What's your favorite snow goose recipe?

My favorite is a plucked whole goose baked in an oven bag, stuffed with apples and onions. Cook on real low heat, 200 degrees for the better part of the day. Good eats!

Obviously I don't do that with a ton of them. I smoke a lot of them and eat later. I also make a lot into sausage. I grind quite a few up plain and then cook them in spaghetti sauce, or hamburger helper.


----------



## Anas Strepera (Nov 10, 2004)

Not a single response???

I guess I should have titled this thread,

"Snows in the ditch."


----------



## blhunter3 (May 5, 2007)

Crock pot with barbeque sauce. Snow geese taste the best, ducks are ok, and canada geese are the worst cooked this way.


----------



## brobones (Mar 10, 2004)

Cube them up soak them in italian dressing,then put them on shish kabob sticks with tomatoes onions and peppers. Yummy


----------



## EllendaleND (Dec 25, 2011)

blhunter3 said:


> Crock pot with barbeque sauce. Snow geese taste the best, ducks are ok, and canada geese are the worst cooked this way.

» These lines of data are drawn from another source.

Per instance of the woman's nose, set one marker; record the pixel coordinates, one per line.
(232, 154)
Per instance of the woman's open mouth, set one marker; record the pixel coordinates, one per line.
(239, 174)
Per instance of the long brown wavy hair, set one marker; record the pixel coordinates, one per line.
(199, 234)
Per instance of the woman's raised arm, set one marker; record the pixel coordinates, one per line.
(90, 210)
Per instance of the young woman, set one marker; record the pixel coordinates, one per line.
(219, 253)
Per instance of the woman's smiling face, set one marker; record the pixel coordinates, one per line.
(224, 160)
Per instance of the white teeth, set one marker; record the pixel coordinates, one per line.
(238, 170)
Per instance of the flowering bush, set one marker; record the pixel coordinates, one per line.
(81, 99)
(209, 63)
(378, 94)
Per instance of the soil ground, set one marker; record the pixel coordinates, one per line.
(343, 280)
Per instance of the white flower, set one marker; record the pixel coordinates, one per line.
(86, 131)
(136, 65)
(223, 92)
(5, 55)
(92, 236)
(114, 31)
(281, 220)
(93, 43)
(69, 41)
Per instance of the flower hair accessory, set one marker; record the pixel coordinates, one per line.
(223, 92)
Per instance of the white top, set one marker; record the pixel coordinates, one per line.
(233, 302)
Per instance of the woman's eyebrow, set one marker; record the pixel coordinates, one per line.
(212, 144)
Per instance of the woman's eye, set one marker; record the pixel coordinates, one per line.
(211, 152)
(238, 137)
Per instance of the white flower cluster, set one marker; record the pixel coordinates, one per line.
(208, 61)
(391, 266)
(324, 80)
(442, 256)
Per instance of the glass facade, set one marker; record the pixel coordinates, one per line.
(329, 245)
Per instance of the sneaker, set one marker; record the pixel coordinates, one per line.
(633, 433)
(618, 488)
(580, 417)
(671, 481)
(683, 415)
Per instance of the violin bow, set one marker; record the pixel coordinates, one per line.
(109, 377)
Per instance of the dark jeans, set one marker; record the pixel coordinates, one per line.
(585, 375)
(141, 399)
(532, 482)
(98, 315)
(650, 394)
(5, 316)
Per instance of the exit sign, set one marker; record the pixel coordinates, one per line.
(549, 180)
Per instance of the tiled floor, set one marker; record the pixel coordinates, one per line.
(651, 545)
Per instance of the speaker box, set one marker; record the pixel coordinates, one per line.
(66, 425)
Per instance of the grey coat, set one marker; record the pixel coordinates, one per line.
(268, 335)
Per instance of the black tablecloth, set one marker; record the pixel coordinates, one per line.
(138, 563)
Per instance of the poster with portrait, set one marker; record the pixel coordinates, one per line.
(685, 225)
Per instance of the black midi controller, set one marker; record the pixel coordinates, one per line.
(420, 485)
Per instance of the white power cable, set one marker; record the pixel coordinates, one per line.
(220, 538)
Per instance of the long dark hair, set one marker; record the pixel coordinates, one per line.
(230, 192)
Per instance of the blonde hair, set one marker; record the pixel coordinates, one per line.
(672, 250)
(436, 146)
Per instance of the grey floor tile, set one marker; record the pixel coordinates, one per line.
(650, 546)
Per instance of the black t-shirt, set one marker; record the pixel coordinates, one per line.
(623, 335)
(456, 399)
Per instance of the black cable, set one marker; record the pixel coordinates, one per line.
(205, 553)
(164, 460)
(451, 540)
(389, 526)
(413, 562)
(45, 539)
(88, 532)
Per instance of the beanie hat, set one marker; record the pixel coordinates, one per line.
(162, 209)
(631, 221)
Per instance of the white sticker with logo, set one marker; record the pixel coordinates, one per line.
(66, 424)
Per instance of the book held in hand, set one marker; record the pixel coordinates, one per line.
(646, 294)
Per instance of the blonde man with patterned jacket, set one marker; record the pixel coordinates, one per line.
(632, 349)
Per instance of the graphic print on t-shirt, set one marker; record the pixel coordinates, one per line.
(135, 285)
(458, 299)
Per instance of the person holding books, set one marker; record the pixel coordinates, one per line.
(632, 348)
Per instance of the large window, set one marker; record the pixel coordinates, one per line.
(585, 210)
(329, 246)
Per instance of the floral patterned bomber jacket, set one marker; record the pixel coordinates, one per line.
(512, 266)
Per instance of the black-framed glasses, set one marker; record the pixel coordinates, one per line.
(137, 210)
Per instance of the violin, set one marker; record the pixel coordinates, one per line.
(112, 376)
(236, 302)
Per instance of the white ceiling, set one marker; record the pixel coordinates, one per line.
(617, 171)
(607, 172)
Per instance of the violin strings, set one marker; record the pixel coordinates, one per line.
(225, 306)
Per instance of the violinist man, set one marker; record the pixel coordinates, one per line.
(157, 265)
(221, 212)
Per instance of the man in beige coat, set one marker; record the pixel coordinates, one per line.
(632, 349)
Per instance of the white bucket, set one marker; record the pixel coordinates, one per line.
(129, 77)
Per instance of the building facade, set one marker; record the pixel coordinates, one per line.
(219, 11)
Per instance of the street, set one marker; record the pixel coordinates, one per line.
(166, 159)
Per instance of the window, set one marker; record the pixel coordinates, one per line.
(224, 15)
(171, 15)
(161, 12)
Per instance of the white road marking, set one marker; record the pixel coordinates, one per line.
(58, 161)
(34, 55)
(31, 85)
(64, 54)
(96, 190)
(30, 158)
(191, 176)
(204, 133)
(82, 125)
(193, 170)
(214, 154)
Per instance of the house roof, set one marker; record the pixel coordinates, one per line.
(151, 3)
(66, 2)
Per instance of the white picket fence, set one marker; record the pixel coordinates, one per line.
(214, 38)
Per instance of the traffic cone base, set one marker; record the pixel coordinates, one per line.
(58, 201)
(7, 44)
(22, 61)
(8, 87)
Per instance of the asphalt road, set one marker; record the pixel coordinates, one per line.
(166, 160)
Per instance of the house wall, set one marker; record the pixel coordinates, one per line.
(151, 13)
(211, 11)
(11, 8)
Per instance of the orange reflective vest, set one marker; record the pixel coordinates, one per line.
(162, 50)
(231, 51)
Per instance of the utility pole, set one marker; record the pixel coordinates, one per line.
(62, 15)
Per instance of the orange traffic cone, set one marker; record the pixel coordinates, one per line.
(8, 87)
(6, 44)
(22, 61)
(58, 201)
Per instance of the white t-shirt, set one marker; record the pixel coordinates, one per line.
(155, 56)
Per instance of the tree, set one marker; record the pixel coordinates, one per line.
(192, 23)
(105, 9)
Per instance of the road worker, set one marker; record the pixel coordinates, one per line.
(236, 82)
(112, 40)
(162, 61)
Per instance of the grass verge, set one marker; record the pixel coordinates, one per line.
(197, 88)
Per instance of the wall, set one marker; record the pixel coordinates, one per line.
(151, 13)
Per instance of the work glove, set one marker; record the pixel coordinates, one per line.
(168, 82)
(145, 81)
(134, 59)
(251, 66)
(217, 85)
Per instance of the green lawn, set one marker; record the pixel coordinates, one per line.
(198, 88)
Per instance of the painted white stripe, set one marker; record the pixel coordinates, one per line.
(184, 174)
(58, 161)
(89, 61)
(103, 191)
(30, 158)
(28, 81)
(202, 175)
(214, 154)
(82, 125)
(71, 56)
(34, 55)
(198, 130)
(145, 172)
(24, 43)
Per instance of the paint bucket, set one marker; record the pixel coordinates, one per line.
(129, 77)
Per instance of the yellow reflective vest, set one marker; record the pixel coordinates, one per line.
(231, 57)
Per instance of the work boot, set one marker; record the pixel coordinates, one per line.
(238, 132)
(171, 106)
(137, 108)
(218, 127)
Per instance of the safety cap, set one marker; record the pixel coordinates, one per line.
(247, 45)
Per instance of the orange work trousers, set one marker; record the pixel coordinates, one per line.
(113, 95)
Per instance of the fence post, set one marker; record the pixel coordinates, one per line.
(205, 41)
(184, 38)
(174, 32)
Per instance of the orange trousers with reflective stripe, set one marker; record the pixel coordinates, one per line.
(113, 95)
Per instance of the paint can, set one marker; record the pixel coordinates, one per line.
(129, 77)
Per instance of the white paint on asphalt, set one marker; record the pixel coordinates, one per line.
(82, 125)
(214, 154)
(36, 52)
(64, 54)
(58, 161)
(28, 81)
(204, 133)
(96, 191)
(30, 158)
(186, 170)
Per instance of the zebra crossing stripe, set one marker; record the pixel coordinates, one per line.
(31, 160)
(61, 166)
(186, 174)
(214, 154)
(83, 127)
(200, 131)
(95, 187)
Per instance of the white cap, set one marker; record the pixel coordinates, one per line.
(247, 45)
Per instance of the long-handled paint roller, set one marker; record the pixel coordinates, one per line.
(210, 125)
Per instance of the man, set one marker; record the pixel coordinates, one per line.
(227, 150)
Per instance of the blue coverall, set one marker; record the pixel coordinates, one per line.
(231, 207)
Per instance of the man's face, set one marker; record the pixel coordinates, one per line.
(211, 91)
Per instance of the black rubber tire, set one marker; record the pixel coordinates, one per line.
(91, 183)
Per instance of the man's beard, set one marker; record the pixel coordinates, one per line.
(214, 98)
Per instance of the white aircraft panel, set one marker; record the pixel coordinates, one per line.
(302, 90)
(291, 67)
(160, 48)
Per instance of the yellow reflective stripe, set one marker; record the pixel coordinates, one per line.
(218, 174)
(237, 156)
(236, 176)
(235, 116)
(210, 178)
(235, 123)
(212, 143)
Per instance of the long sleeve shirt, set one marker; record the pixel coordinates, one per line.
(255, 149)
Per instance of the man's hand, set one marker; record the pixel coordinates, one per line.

Do you marinate them or anything?? or throw em straight in?


----------



## blhunter3 (May 5, 2007)

EllendaleND said:


> blhunter3 said:
> 
> 
> > Crock pot with barbeque sauce. Snow geese taste the best, ducks are ok, and canada geese are the worst cooked this way.
> ...


Dry them out the best you can before you throw them in in the pot and add the McCormicks pulled pork and once they start falling apart add your favorite BBQ sauce and wait till the meat in all shredded.


----------



## bwfsh (Feb 12, 2009)

To add to BL's post, I like to cook them in Diet Coke in the crock pot until they fall apart (roughly 4 hours on low). I think it is the citric acid in the coke that helps break the meat down and takes a little of the gamey taste out of them.


----------



## burltealrugerlegs (Mar 15, 2012)

I slice a breast and make a pocket inside, fill it with cream cheese and chopped jalepenoes and chopped garlic. Wrap it in bacon and put it in a basket on the rotissery!! its great!! :beer:


----------



## DesertWings (Feb 12, 2009)

Soak breasts in milk or salt water overnight...dry and add dry rub or marinate, place in ziplock and refrigerate for 24 hours...run thru Bradley smoker for 3 hours with low heat...slice finished breasts, place on crackers with cheese and brown mustard...ENJOY!


----------



## Anas Strepera (Nov 10, 2004)

I got a big batch of snow breasts sliced and soaking in brine as I type this. Can't wait to fire up the smoker tomorrow! There's nothing better than sitting in the spread chomping on smoked snow jerky. I always bring a lot and leave with little to none.


----------



## tilley (Jul 28, 2011)

Soak em,smoke em,brine em,marinate ,cover up,grind em spice em..anything to make them taste like something edible. Good eatin! Sewer pond canadas have got to be the most delicious along with a big old "eagle head". Serve on toast.


----------